# Partition Raw CSV Dataset Into Training/Testing Subsets

Suppose we have a directory with CSV files in it that collectively represent a dataset.  Each row in a file is of the form
$$f_1, f_2, \ldots, f_N, \ell_1, \ell_2, \ldots, \ell_K$$ where each $f_i$ is a feature and each $\ell_j$ is a ground truth label/category.  Assume there are several rows in each CSV file and several CSV files.  No guarantees that the examples are nicely shuffled among the files or organized in any particular order.  You get what you get.

We want to take all the examples in all the files, shuffle them all together, and redistribute them into a new set of files.  This new set will be partitioned into subdirectories, according to our training needs.  For example, if we're doing standard training we'll want three subdirectories: one for training, one for validation, and one for testing.  If we're doing K-fold cross validation, we'll want K + 1 subdirectories (K for training/validation and one for testing).
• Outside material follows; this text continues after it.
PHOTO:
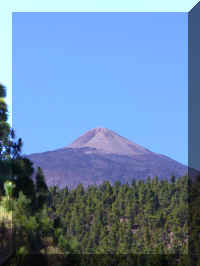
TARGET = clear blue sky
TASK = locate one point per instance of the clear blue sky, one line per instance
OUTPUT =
(124, 71)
**ASSUMPTION**: We assume all the data from all the files fit in memory (+ virtual memory).  Obviously, this is not always the case.

In [None]:
SOURCE_DIR = 'cluster2D'
TARGET_DIR = 'dataset_cluster2D'
EXAMPLES_PER_FILE = 7

# List of subdirectories and the proportion of the total data allocated to each one
SUBSET_PROPORTIONS = {'train': 0.6, 'validation': 0.2, 'test':0.2}

# For K-fold cross validation, do this instead:
# K = ...
# SUBSET_NAMES = list(range(K)).append('test')
# SUBSET_PROPORTIONS = (K+1) * [1/(K+1)]  

In [None]:
import random
import os
import numpy as np

# Get list of input filenames to be put in the blender
input_csv_file_list = [os.path.join(SOURCE_DIR, x) for x in os.listdir(SOURCE_DIR) if x.endswith('.csv')]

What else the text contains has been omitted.